Anger and hurt rushed to the surface, so thick they nearly choked him. Maybe he hadn’t wanted to talk about this but he couldn’t deny that a part of him had been dying for this confrontation for months now, so he didn’t hold back.
He shoved to his feet and stood towering over her, hands on hips. “What did you expect me to say? That I forgave you? That I still wanted to get back together after everything that happened?” He gave a derisive laugh, fighting to keep the true depth of his pain hidden from her. “Not likely.”
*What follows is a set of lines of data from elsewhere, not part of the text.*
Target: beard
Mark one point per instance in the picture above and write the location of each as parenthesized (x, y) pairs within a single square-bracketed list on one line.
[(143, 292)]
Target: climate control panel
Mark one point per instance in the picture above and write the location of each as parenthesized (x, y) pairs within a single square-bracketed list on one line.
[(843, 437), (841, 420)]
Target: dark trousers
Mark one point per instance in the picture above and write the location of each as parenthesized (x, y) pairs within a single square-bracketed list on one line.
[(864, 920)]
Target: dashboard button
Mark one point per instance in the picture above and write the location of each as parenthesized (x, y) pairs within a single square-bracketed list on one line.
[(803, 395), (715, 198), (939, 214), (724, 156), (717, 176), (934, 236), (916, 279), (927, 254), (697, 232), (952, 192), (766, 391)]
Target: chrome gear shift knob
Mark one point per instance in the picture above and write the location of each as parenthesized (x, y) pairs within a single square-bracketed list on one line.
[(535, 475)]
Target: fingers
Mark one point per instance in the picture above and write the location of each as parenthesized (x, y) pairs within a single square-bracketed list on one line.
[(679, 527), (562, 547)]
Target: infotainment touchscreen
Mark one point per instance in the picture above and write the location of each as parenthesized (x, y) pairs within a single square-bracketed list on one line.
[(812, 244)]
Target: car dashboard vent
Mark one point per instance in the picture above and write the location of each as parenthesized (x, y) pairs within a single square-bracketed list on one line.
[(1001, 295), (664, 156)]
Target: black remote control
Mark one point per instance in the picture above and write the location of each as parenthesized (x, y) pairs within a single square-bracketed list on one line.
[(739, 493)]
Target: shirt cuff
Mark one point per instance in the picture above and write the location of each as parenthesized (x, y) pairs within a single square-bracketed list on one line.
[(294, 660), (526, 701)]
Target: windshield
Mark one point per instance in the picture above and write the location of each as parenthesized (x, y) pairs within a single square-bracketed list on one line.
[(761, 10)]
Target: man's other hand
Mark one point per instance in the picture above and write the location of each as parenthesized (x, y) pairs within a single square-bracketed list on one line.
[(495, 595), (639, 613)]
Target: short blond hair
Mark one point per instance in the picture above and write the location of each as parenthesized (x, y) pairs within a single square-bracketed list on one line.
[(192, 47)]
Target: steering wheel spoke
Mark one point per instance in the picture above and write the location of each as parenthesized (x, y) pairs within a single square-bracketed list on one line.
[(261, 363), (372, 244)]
She went utterly still, staring at him as silence once again resounded between them. Tears glistened in her eyes and guilt slammed into him, upping the pressure of the vise currently crushing the tattered ruins of his heart. “How many times do I have to say I’m sorry before you believe it? That I acknowledge I made a terrible mistake and have done everything I know how to fix it? How can you just freeze me out after that and walk away from everything we had?”
Hurt and resentment swelled inside him, mixing with the anger in a toxic, chaotic mess. “You walked away first,” he shot back. “That was your choice.” Then I made mine.
It was a low blow, even if it was true. But he refused to feel guilty about it, even under the circumstances. He hadn’t wanted to have this conversation, but she’d insisted, and he wouldn’t lie to her about the way things stood.
Honor’s chin came up, her tears evaporating as her eyes sparked with fresh anger. “I did,” she admitted quietly, her control merely emphasizing the loss of his own. “I did walk away and it was the absolute worst mistake of my life. I’m sorry, Liam. See? I’m a big enough person to admit it to your face. Are you?”
He made a scoffing noise and glanced away, panic clawing at his insides as he felt his traitorous heart soften. He could not let her back in, no matter how sincere her apology seemed. He’d never survive the next time she decided to cut and run. “The truth is, you probably did us both a favor.” It’s what he’d kept telling himself all this time, but even to his own ears his voice sounded raw.
“What?” At her stricken tone he couldn’t look at her because despite everything that had happened and the way she’d ground his heart into dust beneath her heel, some part of him still desperately loved her and wanted to be with her. “How can you say that?”